Sunday, May 04, 2008

First Day in China

At the Hospital
Saturday was a major Holiday weekend in China (International Labor Day). Joseph got aquainted with the staff at the Hospital and met several patients as well. The facility is very nice, very new and very clean. The people are absolutely wonderful. Even though we brought x-rays and other medical records with us they wanted to do new x-rays. The equipment was very new and the doctor was first rate. . . the only interesting part was the audience-- all the others waiting for thier xrays formed an interested crowd watching joseph being transferred to the table etc. When the x-rays were done the big steel door shut (Star Trek style).

Lunch & Jazz Playoffs
Jack, a local university student hired as a English translator, walked us through ordering out for lunch. We got Chinese (surprize) it was pretty good. We kept the leftovers for another meal. The room has a little fridge, which is handy.
After Lunch we watched the end of the Jazz/Rockets game live on Chinese Television. They love basketball (and the Rockets because of Yao Ming).
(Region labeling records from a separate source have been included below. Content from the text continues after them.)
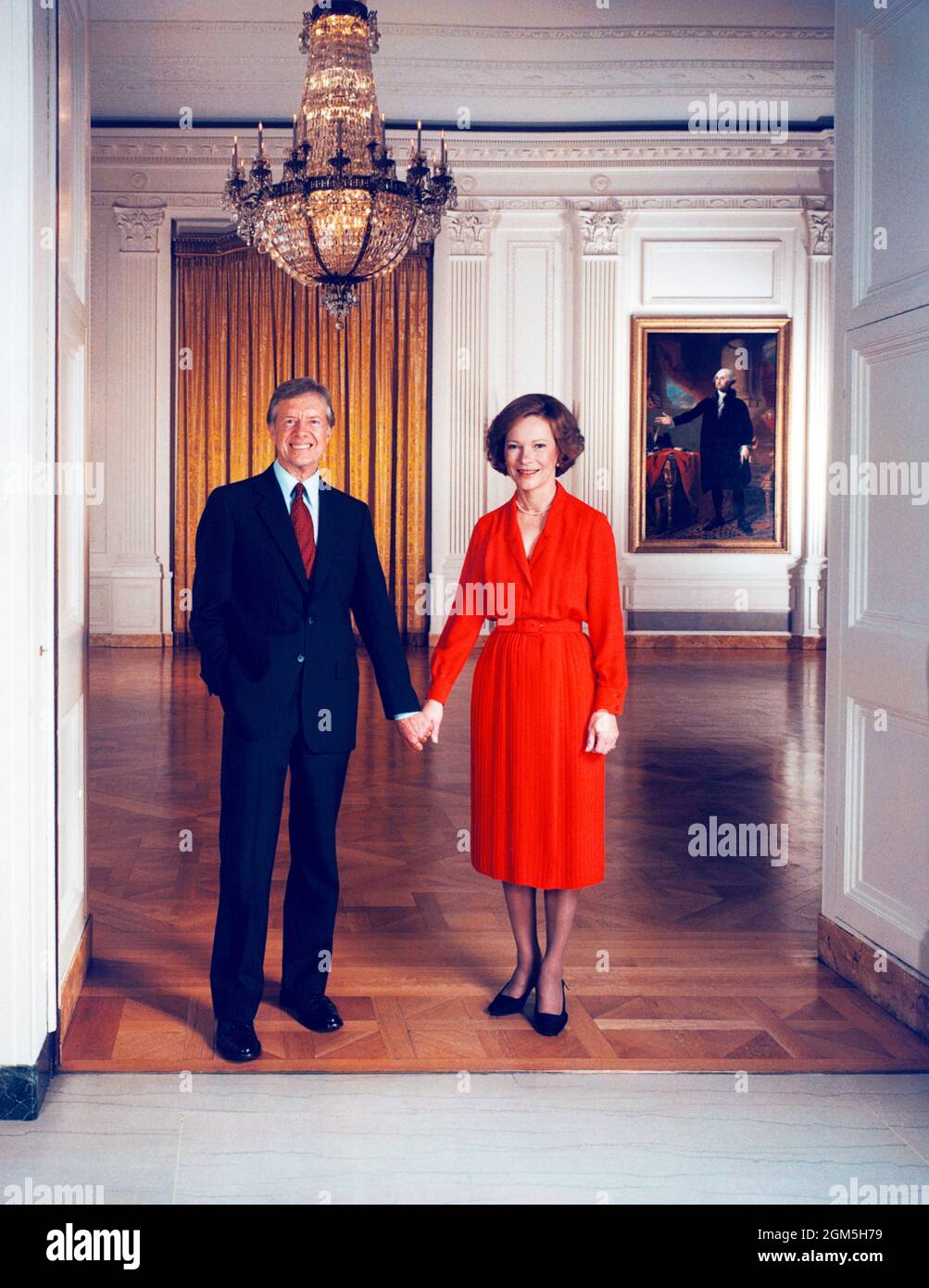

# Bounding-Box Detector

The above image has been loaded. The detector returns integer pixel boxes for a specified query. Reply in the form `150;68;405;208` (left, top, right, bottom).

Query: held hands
396;711;433;751
584;711;619;756
420;698;446;742
396;698;443;751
It was cool to see the Jazz shut the door on McGrady again.

To Market, To Market. . .
In the afternoon Jack offered to take us to the market to buy what we needed for the next few days. It was quite the excursion. We went with another patient from Florida and a couple of other caregivers. It was a little over a half-mile to the "RT Mart" a shopping center/Mall complete with KFC. It was pretty amazing and interesting. The city is beautiful and the weather perfect. The challenge of the day was getting Joseph's chair recharged. We brought a transformer for the 220 to 110 power converstion but it was smoked in short order. Joseph's chair took a turn smoking (hack, hack) and filing the room with fumes. and we smoked a borrowed transformer that was even larger. We were finally able to borrow another patient's charger that took a 220v input. Hummm.